Hearing that the prince was dying for love of her, Desirée proposed that she travel by closed carriage, and open it for food only at night. When this was put into effect, the mother of a jealous lady-in-waiting, persuaded by her daughter, cut open the coach and let light on the princess. She instantly turned into a white doe and bounded off. The Fairy of the Fountain created a thunderstorm that frightened off the servants. A faithful lady-in-waiting chased the doe, while the jealous one disguised herself as the princess and went on. She blamed the thunderstorm for her condition, but her ugliness astounded the prince. He left the palace rather than endure such a marriage, and went to the forest with only the ambassador.

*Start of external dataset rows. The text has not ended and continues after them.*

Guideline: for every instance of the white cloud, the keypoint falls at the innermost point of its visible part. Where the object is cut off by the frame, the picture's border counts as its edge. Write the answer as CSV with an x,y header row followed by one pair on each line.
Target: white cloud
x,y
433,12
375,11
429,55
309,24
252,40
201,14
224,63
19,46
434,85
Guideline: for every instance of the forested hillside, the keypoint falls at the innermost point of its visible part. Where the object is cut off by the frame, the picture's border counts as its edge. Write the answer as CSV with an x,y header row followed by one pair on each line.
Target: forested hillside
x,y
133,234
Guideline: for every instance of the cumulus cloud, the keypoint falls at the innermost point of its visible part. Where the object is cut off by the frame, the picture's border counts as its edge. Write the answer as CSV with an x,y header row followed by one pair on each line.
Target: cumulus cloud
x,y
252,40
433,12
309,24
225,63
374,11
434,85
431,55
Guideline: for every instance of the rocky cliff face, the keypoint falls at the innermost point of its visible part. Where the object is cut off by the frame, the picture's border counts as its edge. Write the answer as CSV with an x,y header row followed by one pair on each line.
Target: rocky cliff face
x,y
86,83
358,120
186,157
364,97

The fairy Tulip led the faithful lady-in-waiting to the doe and after witnessing their reunion, appeared. She could only turn the princess back to a woman by night and direct them to a hut where they might stay. An old woman took them in there; somewhat later, the ambassador found it, and the old woman gave him and the prince shelter. The next day, the prince saw the doe and shot at it, but the fairy Tulip protected her. The day after, the doe avoided where he had shot, and the prince hunted long for her, until he, exhausted, slept. The doe came upon him and, seeing she had the advantage of him, studied him. She woke him, and he chased her until she was exhausted and let him catch her. He treated her as a fond pet, but she escaped before nightfall, for fear that her change would shock him. The next day, the prince wounded her and was much distressed, but took her back by force to the hut. The lady-in-waiting objected and the prince had to give up the doe. The ambassador told him that he had seen the lady-in-waiting at Desirée's court. They had made a hole in the partition between the rooms, and saw the princess and heard her laments. They were joyously united. At dawn, she did not re-transform into a doe.

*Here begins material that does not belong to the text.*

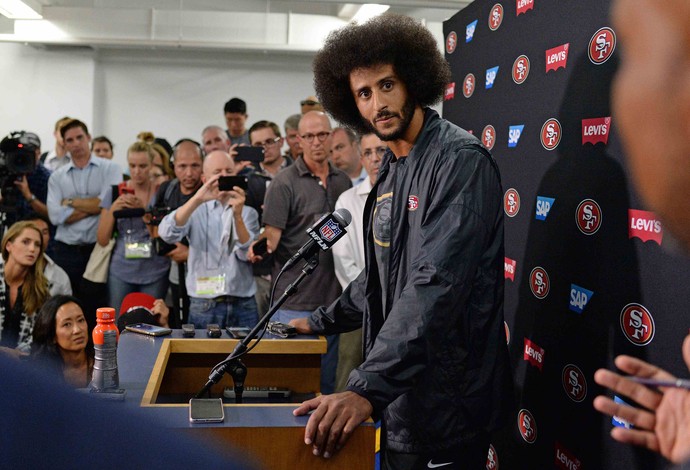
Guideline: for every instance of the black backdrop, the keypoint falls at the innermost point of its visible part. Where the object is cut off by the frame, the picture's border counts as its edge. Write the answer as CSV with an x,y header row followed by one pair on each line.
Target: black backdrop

An army of his father's came, and the prince went out to explain what he had learned. The prince married the princess, and the ambassador married the lady-in-waiting.

==Legacy==
The tale was one of many from d'Aulnoy's pen to be adapted to the stage by James Planché, as part of his Fairy Extravaganza. The tale was retitled as The Prince of Happy Land, or, The Fawn in the Forest when he translated it to the stage.

The tale is classified in the Aarne-Thompson-Uther Index as tale type ATU 403, "The White and Black Bride".